Ieri è venuto a mancare uno degli attori francesi più celebri del novecento, Alain Delon, conosciuto ed apprezzato in tutto il mondo per le sue doti caratteriali sul set e per il grande lustro conferito alle pellicole su cui ha lavorato insieme ad altri eccellenti professionisti. Un uomo che di certo ha vissuto pienamente la vita ed il conseguente successo scaturito dalle proprie interpretazioni, coronando i suoi trascorsi con una grande quantità di storie d’amore: d’altra parte un’idea comune lo vede come uno dei personaggi dalla bellezza ideali ancora oggi, così come nella sua epoca. Da tempo era affetto da un linfoma, è scomparso all’età di 88 anni nella sua dimora a Douchy.
Dichiaratamente di destra, non le mandava di certo a dire ogni qualvolta ebbe l’opportunità di esprimersi su temi politici, tanto da stringere amici con l’attuale segretaria del Rassemblement National, Marine Le Pen. Forse non sarà stato simpatico ad una certa critica di sinistra, ma c’era d’aspettarselo, d’altronde fa parte del gioco. Nonostante ciò, non pose alcun limite alle sue collaborazioni, tanto da prendere parte al cast del film Nouvelle Vague, dalla regìa di Jean Luc-Godard, noto per essere un regista molto vicino alle idee di sinistra. Una dimostrazione – tra le tante altre – che l’amore per l’arte non ha alcun prezzo e che gli unici egemoni di quest’epoca sono rimasti i progressisti, con i loro nefasti proseliti da grande schermo.
Nelle sue interpretazioni, come dicevamo, non è mancato quasi nulla, riuscì ad improvvisarsi come uomo d’azione quando ce n’era bisogno e come attore romantico all’evenienza, una miscela di tecniche più unica che rara, ad oggi difficilmente reperibile nei grandi colossi di Hollywood, costretti a ripiegare su vecchi artifici o – come già scritto in precedenza – a deviare il flusso della bellezza con gli archetipi progressisti che fanno finta di “Accontentare tutti” e che alla fine scontentano molti. Potrà sembrare ripetitiva la convinzione del cinema d’un tempo come il migliore in assoluto rispetto alla contemporaneità, ma basterebbe concentrarsi sulla carriera ed i ruoli di Alain Delon per sapere che un cult si chiama così non a caso: ad oggi sembra che di personaggi come lui ce ne sia una grande carenza.

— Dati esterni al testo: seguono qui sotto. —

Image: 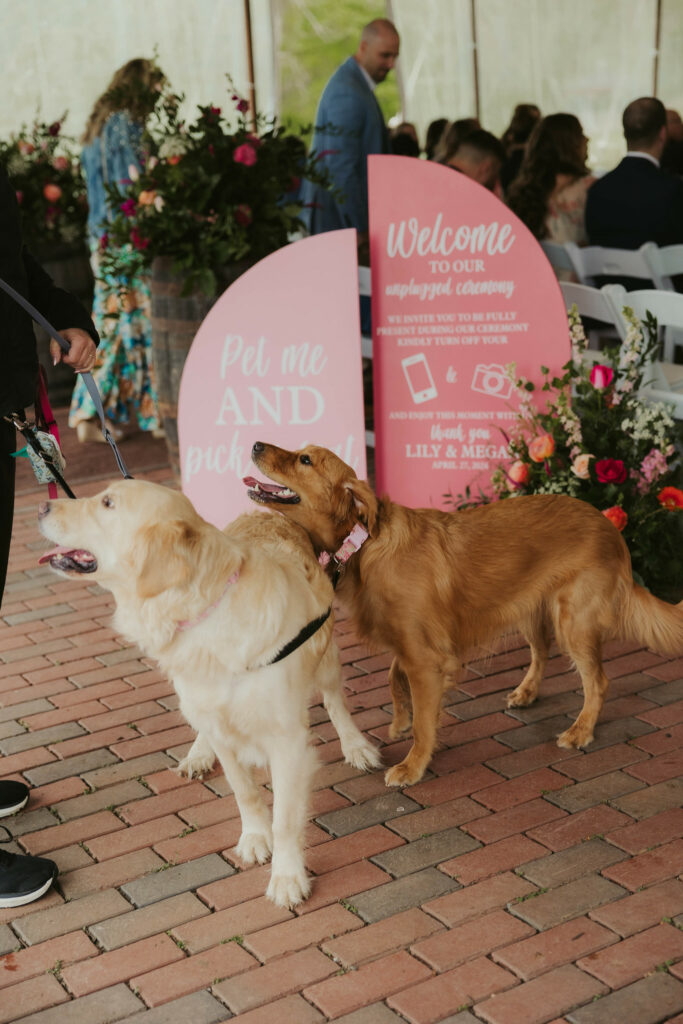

Fu amante dell’Italia e del suo cinema, in particolare lavorò con Gian Maria Volonté, suo contemporaneo e celebre attore italiano. Riuscì inoltre a stringere amicizia con Renato Salvatori, altro attore nostrano e scomparso prematuramente. Rinomato fu il suo ruolo anche nel film “Rocco e i suoi fratelli” di Luchino Visconti. Il suo era il tempo in cui non c’era alcun timore di mescolare una carriera con gli altri progetti europei e con le menti dell’epoca, attualmente invece sembra che tutto debba seguire una richiesta ben precisa, tagliando fuori la sorpresa e lo stupore dalla mente del pubblico.
Confessò di essere affetto pubblicamente dalla depressione, tragica patologia di cui si parla poco nell’epoca in cui le apparenze fanno trasparire idoli fintamente perfetti o addirittura in cui si finisce ad accantonarne l’importanza sotto l’egida di un’accettazione passiva a dir poco rischiosa.
Si parla spesso di quel che gli attori lasciano al cinema, ma non si riflette quasi mai su quel che il cinema riceve in cambio dall’impegno: stavolta è il caso di dirlo, il cinema ha ricevuto da Delon una quantità esorbitante di doni inestimabili, intrattenendo e facendo innamorare il pubblico dalla sua prima apparizione nel 1957 in Godot.
Potremmo definire il personaggio di Alain Delon come l’uomo capace – dentro e fuori dalla sua carriera artistica – di poter dimostrare ancora una volta la veridicità del motto “La bellezza salverà il mondo”.